Early on in the 1941 film Blues in the Night, there’s a moment of unforced wonder in which the titular blues song gets warbled in a St Louis jail by a wistful black prisoner. He’s in a crowded cell but he’s all alone, singing his broken heart out – and the (white) heroes, in a neighbouring cell, rise up, in awe: “That’s the real misery, ain’t it boys?” exclaims jazz pianist Jigger. “That’s the real lowdown New Orleans blues.”

It wasn’t the ‘real’ blues, actually; the song was written by those ‘Tin Pan Alley’ giants Harold Arlen and Johnny Mercer – the composer and lyricist whose umpteen credits elsewhere include The Wizard of Oz (Arlen) and Moon River (Mercer). Yet it felt true, got hailed as one of the all-time great blues songs. It transfixed Judy Garland and Mickey Rooney – among the first people to whom it was played (“the greatest thing I’ve ever heard,” Rooney said) – and it will transfix you when you hear it at the Kiln theatre, where it provides the overall title to a compilation show first seen in the US in 1982.

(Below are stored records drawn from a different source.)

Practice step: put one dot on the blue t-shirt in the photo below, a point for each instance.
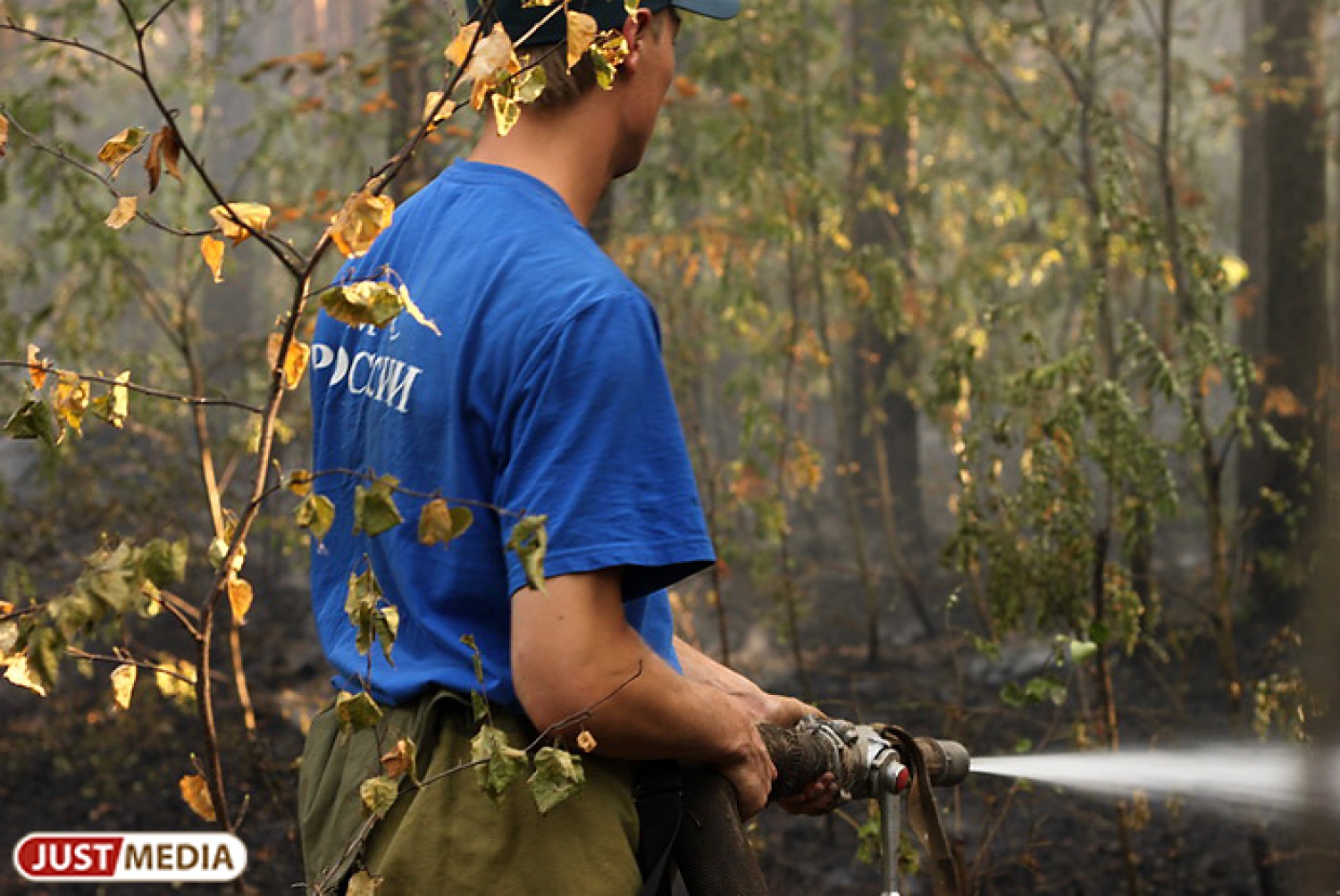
(546, 394)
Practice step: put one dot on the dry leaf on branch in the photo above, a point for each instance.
(163, 152)
(121, 147)
(128, 208)
(252, 214)
(196, 793)
(123, 684)
(361, 222)
(295, 359)
(37, 369)
(212, 251)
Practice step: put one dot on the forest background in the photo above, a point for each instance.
(1001, 332)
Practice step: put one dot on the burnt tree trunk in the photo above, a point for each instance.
(884, 423)
(1297, 345)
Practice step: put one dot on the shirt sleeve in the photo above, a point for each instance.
(592, 441)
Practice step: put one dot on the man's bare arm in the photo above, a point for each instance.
(573, 649)
(760, 705)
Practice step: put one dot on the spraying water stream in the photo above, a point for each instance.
(1281, 778)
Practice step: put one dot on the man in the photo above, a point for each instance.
(544, 394)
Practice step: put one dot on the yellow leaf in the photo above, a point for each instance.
(417, 314)
(399, 759)
(16, 673)
(364, 884)
(479, 94)
(581, 37)
(359, 222)
(1280, 402)
(163, 152)
(123, 684)
(1235, 271)
(295, 361)
(121, 147)
(128, 208)
(212, 251)
(37, 369)
(507, 113)
(460, 47)
(431, 104)
(493, 58)
(254, 214)
(71, 399)
(240, 598)
(196, 793)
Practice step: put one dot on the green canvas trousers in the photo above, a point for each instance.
(449, 837)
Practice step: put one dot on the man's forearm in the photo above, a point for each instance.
(573, 651)
(760, 705)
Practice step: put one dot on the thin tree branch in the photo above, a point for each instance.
(48, 367)
(128, 660)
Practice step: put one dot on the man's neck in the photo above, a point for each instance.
(570, 152)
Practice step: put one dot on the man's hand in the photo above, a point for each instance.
(820, 796)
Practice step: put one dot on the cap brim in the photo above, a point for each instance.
(710, 8)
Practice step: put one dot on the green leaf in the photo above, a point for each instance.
(377, 303)
(32, 421)
(530, 540)
(1082, 651)
(557, 777)
(378, 794)
(440, 523)
(386, 625)
(477, 702)
(114, 406)
(605, 71)
(361, 607)
(163, 563)
(316, 512)
(46, 647)
(501, 765)
(374, 507)
(356, 713)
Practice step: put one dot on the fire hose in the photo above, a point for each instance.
(868, 762)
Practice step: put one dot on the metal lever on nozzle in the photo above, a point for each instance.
(868, 762)
(871, 762)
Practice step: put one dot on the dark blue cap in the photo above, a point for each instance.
(519, 19)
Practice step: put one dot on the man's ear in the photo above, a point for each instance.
(635, 29)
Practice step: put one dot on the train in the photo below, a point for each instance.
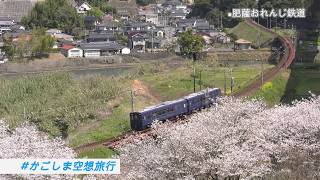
(171, 109)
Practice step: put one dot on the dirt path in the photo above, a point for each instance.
(140, 88)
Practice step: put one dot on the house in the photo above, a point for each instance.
(126, 9)
(100, 37)
(125, 50)
(123, 13)
(90, 22)
(108, 26)
(53, 32)
(83, 8)
(242, 44)
(71, 51)
(1, 46)
(6, 25)
(176, 15)
(100, 49)
(149, 14)
(137, 26)
(201, 25)
(63, 36)
(198, 25)
(137, 42)
(16, 9)
(153, 44)
(220, 37)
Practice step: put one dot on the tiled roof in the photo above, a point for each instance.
(101, 46)
(15, 9)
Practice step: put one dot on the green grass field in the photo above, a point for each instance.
(272, 92)
(251, 33)
(291, 85)
(303, 80)
(178, 83)
(97, 108)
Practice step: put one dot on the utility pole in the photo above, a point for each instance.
(232, 84)
(152, 40)
(132, 94)
(262, 80)
(258, 40)
(221, 21)
(231, 81)
(194, 79)
(225, 83)
(24, 113)
(200, 81)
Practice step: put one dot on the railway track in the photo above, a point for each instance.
(284, 63)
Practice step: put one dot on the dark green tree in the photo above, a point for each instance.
(53, 14)
(190, 43)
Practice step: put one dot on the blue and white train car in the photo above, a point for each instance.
(171, 109)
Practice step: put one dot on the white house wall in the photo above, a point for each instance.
(92, 53)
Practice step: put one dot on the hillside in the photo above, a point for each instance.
(251, 33)
(16, 9)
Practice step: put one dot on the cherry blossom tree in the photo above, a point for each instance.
(238, 138)
(27, 142)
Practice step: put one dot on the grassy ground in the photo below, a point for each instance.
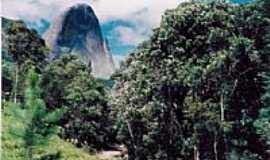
(56, 149)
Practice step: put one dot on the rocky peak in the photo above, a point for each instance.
(77, 31)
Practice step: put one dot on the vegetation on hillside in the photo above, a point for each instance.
(193, 91)
(198, 89)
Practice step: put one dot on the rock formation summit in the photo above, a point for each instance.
(77, 31)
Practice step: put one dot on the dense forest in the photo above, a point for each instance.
(197, 89)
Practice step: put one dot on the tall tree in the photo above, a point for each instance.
(192, 91)
(26, 48)
(69, 84)
(38, 124)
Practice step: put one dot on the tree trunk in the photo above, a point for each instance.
(215, 147)
(29, 153)
(196, 153)
(16, 84)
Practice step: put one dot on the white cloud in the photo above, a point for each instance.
(128, 35)
(142, 14)
(118, 59)
(147, 11)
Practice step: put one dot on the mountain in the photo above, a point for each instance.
(77, 31)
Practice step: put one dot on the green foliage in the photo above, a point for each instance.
(262, 124)
(69, 84)
(13, 146)
(22, 48)
(197, 77)
(34, 125)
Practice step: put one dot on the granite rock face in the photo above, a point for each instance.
(77, 31)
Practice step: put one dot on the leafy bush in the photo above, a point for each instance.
(193, 90)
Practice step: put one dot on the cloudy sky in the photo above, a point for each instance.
(124, 22)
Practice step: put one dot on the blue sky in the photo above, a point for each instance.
(125, 23)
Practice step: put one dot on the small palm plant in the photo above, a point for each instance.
(38, 125)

There are a lot of things you can say against this oddly structured revue, some of them said at its premiere and echoed when the show cropped up in London five years later. Assigning simple labels to a quartet of lost souls – the Lady, the Woman, the Girl, the Man – and convening them in a late Thirties Chicago hotel, with a bar to drift into and threadbare rooms for the women to retreat to and croon in, hardly makes for deep dramatic cohesion.